The embedded call option in a mortgage gives the borrower the ability to end the loan (by repaying it) any time they want to. They will excercise the call option when it is favorable to do so (i.e when they can refi to a lower rate or they move to new house).

In exchange for this call option, the borrower pays a higher interest rate. Note how callable muni's tend to have higher rates than non-callable muni's.

Note that FNMA pass-throughs pay more than FNMA debentures. The difference is the value of that continious call option.

The longer the borrower does not excercise the option, the more time value you collect as excess interest.
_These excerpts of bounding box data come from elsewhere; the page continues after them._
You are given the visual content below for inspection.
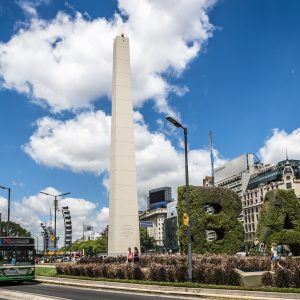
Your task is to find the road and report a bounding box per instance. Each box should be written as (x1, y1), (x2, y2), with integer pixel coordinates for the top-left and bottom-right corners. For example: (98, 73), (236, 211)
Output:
(0, 282), (203, 300)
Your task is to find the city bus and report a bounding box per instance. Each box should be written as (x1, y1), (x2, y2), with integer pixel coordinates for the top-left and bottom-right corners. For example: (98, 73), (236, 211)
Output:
(0, 237), (35, 283)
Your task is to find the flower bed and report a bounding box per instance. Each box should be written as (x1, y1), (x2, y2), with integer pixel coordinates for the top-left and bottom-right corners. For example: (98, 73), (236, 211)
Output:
(262, 258), (300, 288)
(56, 255), (271, 286)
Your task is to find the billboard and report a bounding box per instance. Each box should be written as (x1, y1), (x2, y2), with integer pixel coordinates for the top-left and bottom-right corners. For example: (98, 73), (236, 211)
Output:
(215, 154), (254, 184)
(149, 187), (172, 209)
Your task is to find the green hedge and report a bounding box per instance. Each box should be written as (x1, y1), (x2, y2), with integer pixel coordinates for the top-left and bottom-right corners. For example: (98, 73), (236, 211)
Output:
(178, 186), (244, 254)
(257, 190), (300, 255)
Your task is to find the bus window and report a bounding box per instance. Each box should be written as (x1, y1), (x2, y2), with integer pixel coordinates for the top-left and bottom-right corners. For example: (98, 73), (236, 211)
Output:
(0, 250), (17, 265)
(17, 248), (34, 266)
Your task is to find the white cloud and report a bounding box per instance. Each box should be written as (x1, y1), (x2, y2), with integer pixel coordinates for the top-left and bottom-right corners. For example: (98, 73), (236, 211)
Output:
(258, 128), (300, 163)
(0, 196), (7, 221)
(10, 187), (108, 246)
(24, 111), (224, 206)
(17, 0), (50, 18)
(0, 0), (215, 112)
(24, 111), (110, 174)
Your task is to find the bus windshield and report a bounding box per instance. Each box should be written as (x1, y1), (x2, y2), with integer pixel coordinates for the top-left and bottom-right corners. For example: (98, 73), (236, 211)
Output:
(0, 246), (34, 266)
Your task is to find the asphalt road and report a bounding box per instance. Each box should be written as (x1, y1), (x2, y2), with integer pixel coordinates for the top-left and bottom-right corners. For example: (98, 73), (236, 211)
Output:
(0, 282), (193, 300)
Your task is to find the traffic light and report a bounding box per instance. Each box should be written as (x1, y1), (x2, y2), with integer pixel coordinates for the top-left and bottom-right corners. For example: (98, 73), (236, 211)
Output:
(61, 206), (72, 247)
(183, 213), (189, 226)
(41, 223), (50, 252)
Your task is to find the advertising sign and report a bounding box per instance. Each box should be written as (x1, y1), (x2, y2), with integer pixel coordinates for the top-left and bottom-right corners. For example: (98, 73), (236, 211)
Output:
(215, 154), (254, 184)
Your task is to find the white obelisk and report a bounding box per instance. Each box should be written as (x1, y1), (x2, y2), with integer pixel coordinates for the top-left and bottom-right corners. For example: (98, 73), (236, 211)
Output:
(108, 34), (140, 256)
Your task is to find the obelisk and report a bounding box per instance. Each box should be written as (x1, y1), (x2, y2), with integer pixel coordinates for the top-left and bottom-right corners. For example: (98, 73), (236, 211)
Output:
(108, 34), (140, 256)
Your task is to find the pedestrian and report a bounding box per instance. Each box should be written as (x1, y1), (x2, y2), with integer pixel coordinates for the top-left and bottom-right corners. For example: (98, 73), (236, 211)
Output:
(271, 243), (279, 268)
(282, 244), (291, 256)
(133, 247), (140, 263)
(259, 242), (267, 256)
(277, 245), (283, 257)
(126, 247), (133, 264)
(254, 238), (259, 255)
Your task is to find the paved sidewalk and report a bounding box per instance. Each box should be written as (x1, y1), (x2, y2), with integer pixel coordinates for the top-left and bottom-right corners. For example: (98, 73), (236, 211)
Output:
(37, 276), (300, 300)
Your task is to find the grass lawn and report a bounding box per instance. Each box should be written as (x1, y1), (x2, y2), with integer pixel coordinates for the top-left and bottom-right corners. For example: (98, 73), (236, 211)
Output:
(36, 267), (300, 293)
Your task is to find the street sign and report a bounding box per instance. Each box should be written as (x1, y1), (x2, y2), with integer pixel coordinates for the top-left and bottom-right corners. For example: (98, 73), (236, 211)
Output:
(140, 221), (153, 228)
(183, 213), (189, 226)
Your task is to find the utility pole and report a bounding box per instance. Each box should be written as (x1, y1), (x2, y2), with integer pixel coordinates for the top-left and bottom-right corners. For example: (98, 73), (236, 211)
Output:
(166, 117), (193, 281)
(209, 130), (215, 186)
(40, 192), (71, 250)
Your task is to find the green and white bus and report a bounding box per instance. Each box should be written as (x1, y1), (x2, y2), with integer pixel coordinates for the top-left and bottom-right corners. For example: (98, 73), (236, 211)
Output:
(0, 237), (35, 283)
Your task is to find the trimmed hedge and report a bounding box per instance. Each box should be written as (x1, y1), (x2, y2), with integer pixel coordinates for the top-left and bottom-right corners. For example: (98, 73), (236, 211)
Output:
(178, 186), (244, 254)
(257, 190), (300, 255)
(262, 258), (300, 288)
(56, 255), (278, 286)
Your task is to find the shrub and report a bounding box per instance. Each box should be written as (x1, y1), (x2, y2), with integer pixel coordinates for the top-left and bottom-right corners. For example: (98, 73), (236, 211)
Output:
(262, 272), (274, 286)
(257, 190), (300, 255)
(178, 186), (244, 254)
(149, 264), (167, 281)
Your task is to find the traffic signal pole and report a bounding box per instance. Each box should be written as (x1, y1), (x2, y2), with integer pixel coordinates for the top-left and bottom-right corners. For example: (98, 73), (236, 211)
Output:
(54, 196), (57, 250)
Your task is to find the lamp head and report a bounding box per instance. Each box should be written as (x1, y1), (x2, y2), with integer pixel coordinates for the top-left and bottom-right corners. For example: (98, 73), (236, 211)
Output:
(166, 117), (182, 128)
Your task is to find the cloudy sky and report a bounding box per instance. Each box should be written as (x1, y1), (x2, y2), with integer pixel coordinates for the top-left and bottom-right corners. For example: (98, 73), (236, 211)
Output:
(0, 0), (300, 246)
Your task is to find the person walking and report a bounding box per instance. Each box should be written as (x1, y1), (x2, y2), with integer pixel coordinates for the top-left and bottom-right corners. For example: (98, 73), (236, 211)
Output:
(126, 247), (133, 264)
(254, 238), (259, 255)
(133, 247), (140, 263)
(271, 243), (279, 269)
(259, 242), (267, 256)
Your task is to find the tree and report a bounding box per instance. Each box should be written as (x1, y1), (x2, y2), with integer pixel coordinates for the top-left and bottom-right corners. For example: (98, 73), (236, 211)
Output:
(140, 228), (156, 253)
(0, 221), (31, 237)
(178, 186), (244, 254)
(256, 190), (300, 255)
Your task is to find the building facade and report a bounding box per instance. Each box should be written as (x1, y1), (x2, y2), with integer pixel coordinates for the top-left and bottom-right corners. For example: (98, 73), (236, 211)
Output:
(140, 208), (167, 246)
(241, 159), (300, 241)
(214, 153), (256, 197)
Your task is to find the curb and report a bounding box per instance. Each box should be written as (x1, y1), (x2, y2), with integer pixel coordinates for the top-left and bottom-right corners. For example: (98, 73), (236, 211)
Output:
(0, 289), (65, 300)
(36, 276), (300, 300)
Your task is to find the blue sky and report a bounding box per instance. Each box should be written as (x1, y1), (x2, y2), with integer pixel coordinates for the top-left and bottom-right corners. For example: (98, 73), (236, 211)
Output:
(0, 0), (300, 239)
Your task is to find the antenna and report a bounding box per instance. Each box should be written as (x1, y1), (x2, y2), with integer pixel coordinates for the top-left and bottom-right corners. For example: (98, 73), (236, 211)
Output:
(49, 208), (52, 228)
(209, 130), (215, 186)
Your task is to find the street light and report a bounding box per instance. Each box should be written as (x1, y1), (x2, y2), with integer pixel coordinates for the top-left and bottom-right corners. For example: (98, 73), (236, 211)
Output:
(0, 185), (10, 227)
(40, 192), (71, 250)
(166, 117), (193, 281)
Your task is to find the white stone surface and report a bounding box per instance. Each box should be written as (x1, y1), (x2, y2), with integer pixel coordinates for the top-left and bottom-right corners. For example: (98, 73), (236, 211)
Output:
(108, 35), (140, 256)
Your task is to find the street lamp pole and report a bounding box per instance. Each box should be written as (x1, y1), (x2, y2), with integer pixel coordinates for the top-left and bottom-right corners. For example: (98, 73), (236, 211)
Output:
(166, 117), (193, 281)
(0, 185), (11, 228)
(40, 192), (71, 250)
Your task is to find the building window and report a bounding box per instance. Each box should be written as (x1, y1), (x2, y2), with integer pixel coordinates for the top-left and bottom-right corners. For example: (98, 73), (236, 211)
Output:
(285, 182), (292, 190)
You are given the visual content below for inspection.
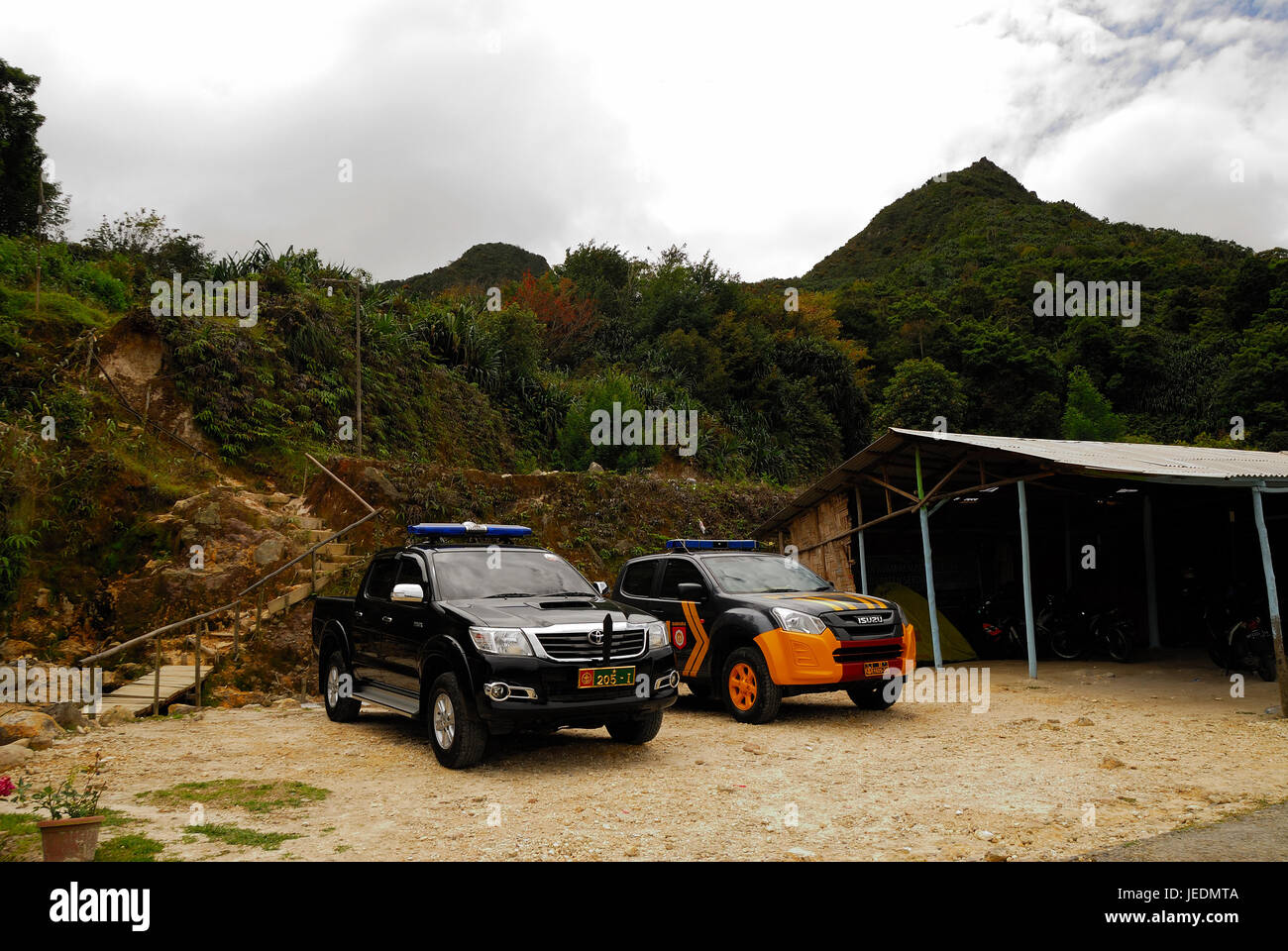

Hence slowing prepayments is a good thing.

[/quote]

Though a valid point, it needs to be noted that soon to be falling rates will probably increase pre-payment risk.  Unless the MBS' are offering a signifcant premium to compensate for the pre-payment, then MBS probably aren't a great idea.

Mar 28, 2007 4:28 pm

[quote=menotellname]

[quote=AllREIT]
My theory is that a hardening mortgage credit enviroment, slowing housing market, and stable interest rates auger well for MBS b/c the average life goes up.

 
[/quote]

Um...wouldn't the average life going up be a bad thing?

I agree that GNMAs are "protected" however, if the average life is longer then the rate earned on a pass through certificate is closer to the coupon rate, right? 

Wouldn't it be better if the life were shortened?  With a shorter life the loan is repaid in a hurry and the actual interest "earned" is higher because all of the 7% interest that was amortized over 15 or 30 years was paid back in 18 months to 36 months when the loan was refinanced.  This effectively exploded the rate, right?

[/quote]

FWIW an extension of maturity is ALSO advantageous if you purchase MBS that are trading at a premium.  You receive the premium coupon rate for a longer time, and as well the premium paid is amortized over a longer period.  Good for YTM.
Mar 28, 2007 5:40 pm

[quote=AllREIT][quote=menotellname]Wouldn't it be better if the life were shortened?  With a shorter life the loan is repaid in a hurry and the actual interest "earned" is higher because all of the 7% interest that was amortized over 15 or 30 years was paid back in 18 months to 36 months when the loan was refinanced.  This effectively exploded the rate, right?[/quote]



Oh lordy,

Residential mortgages do not contain a clause requiring the full payment of the loans potential unpaid interest upon early prepayment.

If that were the case people would never move or Refi since the cost of satisfiying the mortgage would be immense.

The embedded call option in a mortgage gives the borrower the ability to end the loan (by repaying it) any time they want to. They will excercise the call option when it is favorable to do so (i.e when they can refi to a lower rate or they move to new house).

In exchange for this call option, the borrower pays a higher interest rate. Note how callable muni's tend to have higher rates than non-callable muni's.

Note that FNMA pass-throughs pay more than FNMA debentures. The difference is the value of that continious call option.

The longer the borrower does not excercise the option, the more time value you collect as excess interest. Hence slowing prepayments is a good thing.

[/quote]

I agree.  I like GNMA and other pass throughs for pension accounts for the steady income and eventual return of principle in case of an early repayment.  Individual investors who are relying on the income don't alway like that early return of principle.

It also depends on which tranch of the pass through you are looking at offering

Mar 28, 2007 6:24 pm

[quote=joedabrkr]

FWIW an extension of maturity is ALSO
advantageous if you purchase MBS that are trading at a premium. 
You receive the premium coupon rate for a longer time, and as well the
premium paid is amortized over a longer period.  Good for YTM.
[/quote]



That’s why depending on your expections for interest rates and prepayment speeds you can buy discount or premium MBS.



My theory is that with harder credit conditions/slower housing turnover
there will be less prepayments even if rates go down slightly. Hence
purchases of par or sightly premium MBS is a good idea.